Almond-Flour Gingerbread Cookies with All-Natural Royal Icing (gf/paleo)



Nothing says Christmas to me like the smell of gingerbread cookies. NOTHING. Ok, maybe the smell of Christmas trees but nothing else!

These paleo and gluten-free gingerbread cookies are pretty simple to make and use pretty much the same ingredients that you’d expect in classic gingerbread cookies except, of course, they use almond flour instead of wheat flour. Actually, the cookies are vegan-friendly too. Not the icing though — there are eggs whites in the icing.

I actually struggled to find a paleo-friendly royal icing or paleo sugar cookie frosting option that actually performed like a true royal icing (smooth and silky texture, dries firm). For example: Coconut sugar tasted absolutely divine but wouldn’t dry. I chose to make my own all-natural, organic powdered sugar using organic evaporated cane juice and tapioca starch ground together. If you’re looking for something a little easier, I’m sure you can find an all-natural alternative for powdered sugar at your local health food store or co-op. Also, if your heart isn’t set on having a firm frosting at the end, I do recommend the flavor of the coconut sugar alternative. Incredible.

I’d love to know if you try these cookies with icing, without icing, or have other variations that you love for the holidays.

Happy holidays!



Almond-Flour Gingerbread Cookies with All-Natural Royal Icing

Prep time: 20 mins   Total time: 30 mins  Yield: about 12 (2″ cookie cutters)

1 1/2 cup almond flour
3/4 cup tapioca starch/flour (or arrowroot)
1 teaspoon ground ginger
2 teaspoons ground cinnamon
1/2 teaspoon ground cloves
1/4 teaspoon sea salt
3 Tablespoons melted coconut oil
2 1/2 Tablespoons molasses
1/2 teaspoon vanilla extract

1. Preheat oven to 350°F. Mix together wet ingredients, set aside. In a separate bowl, mix together dry ingredients. Combine wet & dry ingredients and knead a bit with your hands until a firm cookie dough ball forms.
2. Roll out cookie dough between two sheets of parchment paper. If dough is sticky, you can chill it in the fridge for a few minutes. Use cookie cutters to cut out shapes and carefully place onto parchment-lined cookie sheet. Keep rolling out the dough scraps til you’ve used it all up (or have minimal waste.) I was able to get about 12-13 cookies using ~2 inch cookie cutters. The dough is raw so if you feel so inclined, you can just munch on the dough scraps, heh heh.
3. Bake cookies for about 10-12 minutes or until slightly puffy and browned around the edges. Remove from the oven and allow to cool on the cookie sheet before transferring to a cooling rack. Decorate if desired or just start gobbling them down!

All-Natural Royal Icing
Prep time: 5 mins  Total time: 10 mins  Yield: about 1 cup of icing

3/4 cup organic cane sugar or evaporated cane juice
1 Tablespoon tapioca or arrowroot starch
1 egg white (medium egg)
1/4 teaspoon vanilla extract (can sub almond extract or other flavors as desired)

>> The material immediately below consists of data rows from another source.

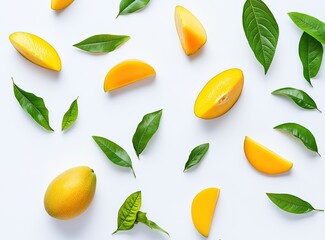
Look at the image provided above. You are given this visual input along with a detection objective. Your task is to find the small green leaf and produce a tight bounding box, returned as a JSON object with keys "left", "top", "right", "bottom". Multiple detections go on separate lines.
{"left": 61, "top": 97, "right": 78, "bottom": 131}
{"left": 12, "top": 79, "right": 53, "bottom": 131}
{"left": 288, "top": 12, "right": 325, "bottom": 44}
{"left": 274, "top": 122, "right": 320, "bottom": 156}
{"left": 242, "top": 0, "right": 279, "bottom": 74}
{"left": 266, "top": 193, "right": 323, "bottom": 214}
{"left": 113, "top": 191, "right": 142, "bottom": 234}
{"left": 92, "top": 136, "right": 136, "bottom": 177}
{"left": 299, "top": 32, "right": 323, "bottom": 85}
{"left": 73, "top": 34, "right": 130, "bottom": 53}
{"left": 136, "top": 211, "right": 169, "bottom": 236}
{"left": 272, "top": 87, "right": 321, "bottom": 112}
{"left": 117, "top": 0, "right": 150, "bottom": 18}
{"left": 132, "top": 109, "right": 162, "bottom": 158}
{"left": 184, "top": 143, "right": 209, "bottom": 172}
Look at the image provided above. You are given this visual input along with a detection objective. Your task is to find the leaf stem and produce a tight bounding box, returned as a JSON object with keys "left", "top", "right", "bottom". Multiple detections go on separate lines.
{"left": 314, "top": 208, "right": 324, "bottom": 212}
{"left": 316, "top": 108, "right": 322, "bottom": 113}
{"left": 131, "top": 166, "right": 137, "bottom": 178}
{"left": 316, "top": 152, "right": 322, "bottom": 157}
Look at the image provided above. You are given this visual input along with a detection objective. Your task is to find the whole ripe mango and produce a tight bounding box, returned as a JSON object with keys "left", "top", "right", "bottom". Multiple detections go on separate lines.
{"left": 44, "top": 166, "right": 96, "bottom": 220}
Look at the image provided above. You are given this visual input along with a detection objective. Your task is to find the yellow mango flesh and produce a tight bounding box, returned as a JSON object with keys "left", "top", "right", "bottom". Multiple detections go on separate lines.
{"left": 191, "top": 188, "right": 220, "bottom": 238}
{"left": 51, "top": 0, "right": 74, "bottom": 10}
{"left": 194, "top": 68, "right": 244, "bottom": 119}
{"left": 175, "top": 5, "right": 207, "bottom": 55}
{"left": 9, "top": 32, "right": 61, "bottom": 71}
{"left": 44, "top": 166, "right": 96, "bottom": 220}
{"left": 104, "top": 59, "right": 156, "bottom": 91}
{"left": 244, "top": 136, "right": 293, "bottom": 175}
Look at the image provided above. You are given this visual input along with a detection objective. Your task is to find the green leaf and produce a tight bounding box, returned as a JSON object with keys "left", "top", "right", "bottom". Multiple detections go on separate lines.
{"left": 12, "top": 79, "right": 53, "bottom": 131}
{"left": 132, "top": 109, "right": 162, "bottom": 158}
{"left": 272, "top": 87, "right": 321, "bottom": 112}
{"left": 266, "top": 193, "right": 323, "bottom": 214}
{"left": 61, "top": 97, "right": 79, "bottom": 131}
{"left": 288, "top": 12, "right": 325, "bottom": 44}
{"left": 117, "top": 0, "right": 150, "bottom": 18}
{"left": 136, "top": 211, "right": 169, "bottom": 236}
{"left": 274, "top": 122, "right": 320, "bottom": 156}
{"left": 92, "top": 136, "right": 136, "bottom": 177}
{"left": 242, "top": 0, "right": 279, "bottom": 74}
{"left": 113, "top": 191, "right": 142, "bottom": 234}
{"left": 299, "top": 32, "right": 323, "bottom": 85}
{"left": 184, "top": 143, "right": 209, "bottom": 172}
{"left": 73, "top": 34, "right": 130, "bottom": 53}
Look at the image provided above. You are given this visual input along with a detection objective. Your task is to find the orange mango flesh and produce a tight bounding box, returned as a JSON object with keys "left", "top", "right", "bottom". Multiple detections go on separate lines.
{"left": 9, "top": 32, "right": 61, "bottom": 71}
{"left": 191, "top": 188, "right": 220, "bottom": 238}
{"left": 51, "top": 0, "right": 74, "bottom": 10}
{"left": 104, "top": 59, "right": 156, "bottom": 91}
{"left": 244, "top": 136, "right": 293, "bottom": 175}
{"left": 194, "top": 68, "right": 244, "bottom": 119}
{"left": 175, "top": 5, "right": 207, "bottom": 55}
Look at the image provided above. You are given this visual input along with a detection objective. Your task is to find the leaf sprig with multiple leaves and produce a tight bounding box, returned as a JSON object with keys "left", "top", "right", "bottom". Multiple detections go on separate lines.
{"left": 113, "top": 191, "right": 169, "bottom": 236}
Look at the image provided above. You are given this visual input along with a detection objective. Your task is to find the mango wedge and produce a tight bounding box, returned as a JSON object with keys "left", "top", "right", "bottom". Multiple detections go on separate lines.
{"left": 194, "top": 68, "right": 244, "bottom": 119}
{"left": 192, "top": 188, "right": 220, "bottom": 238}
{"left": 51, "top": 0, "right": 74, "bottom": 10}
{"left": 104, "top": 59, "right": 155, "bottom": 91}
{"left": 9, "top": 32, "right": 61, "bottom": 71}
{"left": 244, "top": 136, "right": 293, "bottom": 175}
{"left": 175, "top": 5, "right": 207, "bottom": 55}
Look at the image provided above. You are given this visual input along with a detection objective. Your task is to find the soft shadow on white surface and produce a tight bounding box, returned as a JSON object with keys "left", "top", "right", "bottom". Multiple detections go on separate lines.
{"left": 50, "top": 197, "right": 97, "bottom": 236}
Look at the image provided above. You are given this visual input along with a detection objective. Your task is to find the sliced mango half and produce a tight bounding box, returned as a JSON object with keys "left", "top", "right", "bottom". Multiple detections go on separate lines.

1. In a microwave safe bowl, beat egg white and vanilla extract until fluffy peaks form.
2. Add 1 cup powdered sugar (grind together 3/4 cups organic cane sugar + 1 Tablespoon tapioca or arrowroot starch) and gently mix together with a rubber spatula till smooth and creamy.
3. Place bowl in microwave and heat in 3x 10-second intervals, stirring in between each interval. This helps heat-treat the eggs and better dissolve the sugars.
4. Allow to cool before pouring into a piping bag (or plastic baggy with the corner cut off).
5. Decorate cookies as desired. Allow icing to set at room temperature for about 30 minutes (or until firm to the touch) before stacking.
Tips: Add water to thin or add more powdered sugar to thicken as desired. If using pasteurized eggs, you can skip the microwave step. If you don’t like to microwave things, you can heat-treat using a double-boiler method on low heat.


Clean-eating alternative for classic gingerbread cutouts with royal icing. The icing dries solid and won't smudge!

4 Comments Add yours

  1. Katy says:

    What’s the weight if I add gluten free baking soda or baking powder?


    1. Hi there, I’m not an expert on gluten-free baking soda/powder, but I would imagine that you would use them 1:1 or follow the substitution instructions on the product label. Thank you!